Ever since the enactment of the CARES Act, everyone’s attention has been focused on the direct payments to individuals ($1,200 payment per individual, releasing the week of April 13) and the Paycheck Protection Program (PPP) whose funds are scheduled to end the same week. The law is actually 880 pages long and has a lot more benefits and programs that are not getting as much attention. In this post I’ll break down the other important areas of the CARES Act.

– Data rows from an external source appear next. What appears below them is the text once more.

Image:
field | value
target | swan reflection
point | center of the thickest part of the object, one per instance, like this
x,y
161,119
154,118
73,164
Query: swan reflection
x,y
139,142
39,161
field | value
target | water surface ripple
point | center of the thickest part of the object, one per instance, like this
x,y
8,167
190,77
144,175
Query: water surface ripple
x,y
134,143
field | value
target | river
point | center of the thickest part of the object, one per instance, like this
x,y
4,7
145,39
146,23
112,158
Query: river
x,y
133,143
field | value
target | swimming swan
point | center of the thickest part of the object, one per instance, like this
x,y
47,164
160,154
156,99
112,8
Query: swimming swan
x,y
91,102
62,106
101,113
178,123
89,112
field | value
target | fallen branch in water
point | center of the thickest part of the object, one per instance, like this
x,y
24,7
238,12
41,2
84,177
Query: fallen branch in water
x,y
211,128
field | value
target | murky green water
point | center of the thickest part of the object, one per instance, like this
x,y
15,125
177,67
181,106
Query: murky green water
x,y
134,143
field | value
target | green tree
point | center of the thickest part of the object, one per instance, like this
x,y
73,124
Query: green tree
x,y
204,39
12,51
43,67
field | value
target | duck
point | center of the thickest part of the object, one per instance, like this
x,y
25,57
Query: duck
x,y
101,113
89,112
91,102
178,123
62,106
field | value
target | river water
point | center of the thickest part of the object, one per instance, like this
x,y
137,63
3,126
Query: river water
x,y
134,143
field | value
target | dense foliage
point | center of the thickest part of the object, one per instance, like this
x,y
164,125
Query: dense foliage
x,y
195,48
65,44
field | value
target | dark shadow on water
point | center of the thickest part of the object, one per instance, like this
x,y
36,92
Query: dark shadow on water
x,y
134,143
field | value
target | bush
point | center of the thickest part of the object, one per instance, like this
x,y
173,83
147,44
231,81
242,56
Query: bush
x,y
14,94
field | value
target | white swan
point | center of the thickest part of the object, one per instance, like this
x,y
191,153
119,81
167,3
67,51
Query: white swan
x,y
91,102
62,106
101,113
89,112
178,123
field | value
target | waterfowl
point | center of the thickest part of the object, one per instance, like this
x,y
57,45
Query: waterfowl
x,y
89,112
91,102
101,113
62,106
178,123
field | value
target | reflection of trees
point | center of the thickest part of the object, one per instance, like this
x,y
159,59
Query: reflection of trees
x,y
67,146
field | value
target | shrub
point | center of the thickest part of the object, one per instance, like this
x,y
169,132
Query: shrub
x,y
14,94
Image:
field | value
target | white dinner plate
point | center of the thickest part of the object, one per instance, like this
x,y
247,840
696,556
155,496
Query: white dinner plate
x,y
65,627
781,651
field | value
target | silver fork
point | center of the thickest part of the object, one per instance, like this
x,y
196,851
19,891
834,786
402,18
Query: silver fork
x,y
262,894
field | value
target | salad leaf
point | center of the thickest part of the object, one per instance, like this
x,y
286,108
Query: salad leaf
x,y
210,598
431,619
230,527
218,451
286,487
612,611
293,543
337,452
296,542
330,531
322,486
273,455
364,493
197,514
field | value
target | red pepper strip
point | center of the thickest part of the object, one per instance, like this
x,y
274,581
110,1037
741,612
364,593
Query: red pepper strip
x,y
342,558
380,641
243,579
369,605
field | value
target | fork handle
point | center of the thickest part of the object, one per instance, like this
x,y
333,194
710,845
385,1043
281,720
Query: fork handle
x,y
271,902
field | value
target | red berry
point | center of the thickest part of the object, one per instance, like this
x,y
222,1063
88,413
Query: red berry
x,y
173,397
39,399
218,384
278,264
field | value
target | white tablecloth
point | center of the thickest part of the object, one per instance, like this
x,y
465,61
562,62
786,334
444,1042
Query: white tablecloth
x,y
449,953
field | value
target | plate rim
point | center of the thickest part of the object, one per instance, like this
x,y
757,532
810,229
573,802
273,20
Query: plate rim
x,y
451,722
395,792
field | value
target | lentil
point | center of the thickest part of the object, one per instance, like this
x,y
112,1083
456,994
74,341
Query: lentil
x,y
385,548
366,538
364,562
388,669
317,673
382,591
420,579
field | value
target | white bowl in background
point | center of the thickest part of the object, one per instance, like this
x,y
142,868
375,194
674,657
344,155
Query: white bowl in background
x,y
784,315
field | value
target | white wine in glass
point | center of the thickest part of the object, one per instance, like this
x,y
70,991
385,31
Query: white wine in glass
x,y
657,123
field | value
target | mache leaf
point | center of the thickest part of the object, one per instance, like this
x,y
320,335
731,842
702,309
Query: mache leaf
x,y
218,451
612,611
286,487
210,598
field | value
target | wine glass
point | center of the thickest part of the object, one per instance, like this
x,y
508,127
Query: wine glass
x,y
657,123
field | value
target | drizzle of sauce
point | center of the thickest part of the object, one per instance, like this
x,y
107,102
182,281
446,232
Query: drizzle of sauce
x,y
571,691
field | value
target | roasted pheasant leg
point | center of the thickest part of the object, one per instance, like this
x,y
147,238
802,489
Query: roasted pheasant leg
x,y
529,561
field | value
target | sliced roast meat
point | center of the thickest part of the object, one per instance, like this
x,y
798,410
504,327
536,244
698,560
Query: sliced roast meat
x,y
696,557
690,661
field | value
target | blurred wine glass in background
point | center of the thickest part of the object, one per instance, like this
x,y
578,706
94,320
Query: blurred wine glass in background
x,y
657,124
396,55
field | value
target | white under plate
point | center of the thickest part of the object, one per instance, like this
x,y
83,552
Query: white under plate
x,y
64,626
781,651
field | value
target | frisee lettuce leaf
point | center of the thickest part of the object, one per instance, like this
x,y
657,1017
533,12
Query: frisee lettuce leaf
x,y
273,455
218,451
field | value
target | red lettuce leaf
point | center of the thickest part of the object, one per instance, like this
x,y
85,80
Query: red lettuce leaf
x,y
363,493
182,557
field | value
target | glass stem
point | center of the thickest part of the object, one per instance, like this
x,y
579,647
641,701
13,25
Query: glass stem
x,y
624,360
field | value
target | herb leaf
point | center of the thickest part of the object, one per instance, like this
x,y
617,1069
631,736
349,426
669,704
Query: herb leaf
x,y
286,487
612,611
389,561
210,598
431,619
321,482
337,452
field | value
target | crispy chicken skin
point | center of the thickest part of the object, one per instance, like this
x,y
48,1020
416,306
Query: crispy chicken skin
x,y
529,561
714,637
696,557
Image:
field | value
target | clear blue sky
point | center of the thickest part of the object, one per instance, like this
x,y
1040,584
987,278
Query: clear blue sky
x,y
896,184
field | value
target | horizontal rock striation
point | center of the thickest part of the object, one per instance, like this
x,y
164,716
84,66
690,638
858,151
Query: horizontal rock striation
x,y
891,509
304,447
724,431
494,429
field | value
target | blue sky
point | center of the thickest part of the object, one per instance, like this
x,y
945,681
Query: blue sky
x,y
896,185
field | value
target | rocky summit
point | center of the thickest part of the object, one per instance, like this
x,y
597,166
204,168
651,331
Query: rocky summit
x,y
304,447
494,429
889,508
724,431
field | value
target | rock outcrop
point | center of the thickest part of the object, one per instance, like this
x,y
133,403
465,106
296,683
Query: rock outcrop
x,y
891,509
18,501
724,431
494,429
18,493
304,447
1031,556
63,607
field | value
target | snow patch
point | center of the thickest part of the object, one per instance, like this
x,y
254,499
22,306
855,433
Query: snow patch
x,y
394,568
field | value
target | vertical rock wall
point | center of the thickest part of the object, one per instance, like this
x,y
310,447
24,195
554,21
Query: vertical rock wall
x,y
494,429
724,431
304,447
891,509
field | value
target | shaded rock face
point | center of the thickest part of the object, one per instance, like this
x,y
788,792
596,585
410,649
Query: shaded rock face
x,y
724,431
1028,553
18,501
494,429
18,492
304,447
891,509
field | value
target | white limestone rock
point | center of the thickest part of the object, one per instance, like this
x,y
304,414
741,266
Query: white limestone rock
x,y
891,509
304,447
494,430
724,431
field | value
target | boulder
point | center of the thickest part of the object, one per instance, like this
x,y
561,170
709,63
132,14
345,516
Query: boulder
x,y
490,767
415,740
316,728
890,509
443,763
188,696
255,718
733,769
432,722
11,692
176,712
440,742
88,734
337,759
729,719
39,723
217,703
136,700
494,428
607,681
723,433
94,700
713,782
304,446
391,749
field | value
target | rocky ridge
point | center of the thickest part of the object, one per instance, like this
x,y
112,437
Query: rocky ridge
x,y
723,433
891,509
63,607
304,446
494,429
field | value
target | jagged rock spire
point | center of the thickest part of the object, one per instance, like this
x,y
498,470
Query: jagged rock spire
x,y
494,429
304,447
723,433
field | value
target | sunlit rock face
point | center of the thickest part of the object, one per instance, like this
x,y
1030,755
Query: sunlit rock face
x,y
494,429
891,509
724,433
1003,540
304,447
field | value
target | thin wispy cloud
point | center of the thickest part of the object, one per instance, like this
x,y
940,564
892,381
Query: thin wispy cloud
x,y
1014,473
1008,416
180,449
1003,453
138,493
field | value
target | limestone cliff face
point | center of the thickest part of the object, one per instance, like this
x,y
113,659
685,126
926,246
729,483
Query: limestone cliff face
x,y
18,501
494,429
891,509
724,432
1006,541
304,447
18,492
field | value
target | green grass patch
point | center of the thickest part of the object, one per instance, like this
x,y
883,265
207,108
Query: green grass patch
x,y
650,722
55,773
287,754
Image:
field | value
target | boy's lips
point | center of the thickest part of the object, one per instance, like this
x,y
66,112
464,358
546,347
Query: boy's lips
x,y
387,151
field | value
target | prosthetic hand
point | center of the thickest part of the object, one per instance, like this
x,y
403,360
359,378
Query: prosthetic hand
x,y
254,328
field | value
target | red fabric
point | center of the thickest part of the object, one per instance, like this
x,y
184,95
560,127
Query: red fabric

Stimulus Checks Are Just an Estimate of the 2020 Available Credit
There has been a ton of press regarding the $1,200 checks–who is getting checks, when will the checks arrive, and how much individuals will get. The problem is that while these checks are sorely needed, they are simply an advance on a tax credit located on your 2020 taxes. That means that you could receive the maximum $1,200 check because you made less than $75,000 in 2019, but then if you make over $75,000 in 2020 this would technically require you to “pay back” the credit that is no longer due. The law is split on whether or not taxpayers are required to pay back the difference. The house bill explicitly says that no repayment is required, the senate bill and final bill are silent on the subject. Like everything else in the CARES Act, we will need to wait until we see the final regulations to have certainty on the matter.
Tax Credits Are Available if You Don’t Receive a Paycheck Protection Program Loan
The press has paid so much attention to the Paycheck Protection Program (PPP) loan (the difficulty in applying for the loan, the available fixed amount, the deadline to get the applications in) but there are employer tax credits that are only available if you DON’T receive a PPP loan. The CARES Act created the Employee Retention Credit. It is a fully refundable tax credit equal to 50% of qualified wages (including health plan expenses) up to a maximum of $5,000 per employee. This credit applies to qualified wages paid after March 12, 2020 and before January 1, 2021. The maximum credit is $5,000 (based upon the employee earning $10,000). Employers who qualify need to have been in business during 2020 and either:
- Fully or partially suspended operations during any quarter in 2020 due to orders from the appropriate government authority OR
- Experienced a significant decline in sales during a calendar quarter
The credit is calculated on the employer’s 941 payroll tax return. The tax return will reconcile the payroll taxes due and the credit earned by paying wages. For employers under 100 employees, the credit is based upon wages paid to all employees whether or not they worked in the quarter. If the employer had 100 employees in 2019, then the credit is based upon the wages paid to the employee who worked in the quarter.
Net Operating Loss Rules Have Changed
The Tax Cuts and Jobs Act (TCJA) changed the net operating loss rules to only allow for the carry forward of losses. The CARES Act changed the Net Operating Loss (NOL) rules in three significant ways:
- Provided for a five-year carryback for losses earned in 2018-2020
- Suspended the NOL limit of 80 percent of taxable income. This means that companies can use their NOLS to eliminate any taxable income in a given year
- Pass-through business owners can now use the NOL to offset their non-business income
The goal was to get funds into taxpayer hands quickly. With all of these changes, it is now possible to carry back losses to 2018-2020. This would require an amended tax return of the business and maybe even the shareholder, so check with your tax provider to see if it is worth it to amend your tax return.
Student Loan Deferrals and Interest
Student loans owned by the federal government now have automatic suspension of principal and interest until September 30, 2020. The interest rate is set to zero so you will not accrue additional interest during that period. The student loan servicer will automatically suspend the payments without any action from the borrower (you do not need to call them). In fact, if you made a payment after March 13, you can ask for a refund.
Private student lenders (Federal Family Education Loan-FFEL and Perkins loans held by the school) may suspend interest and payments but they are not under an obligation to do so.
Home Mortgage Forbearance
The CARES Act also created a program for federally-backed mortgages. Borrowers of these mortgages can ask for a 180-day forbearance and if you are still in economic difficulty, you can ask for another 180-day forbearance. Keep in mind that the payments are still due, they are just delayed until the economy starts moving again. If you ask for forbearance, the servicer cannot report that on your credit report. Private mortgage holders may offer forbearance, so it is worth asking for help if you need it.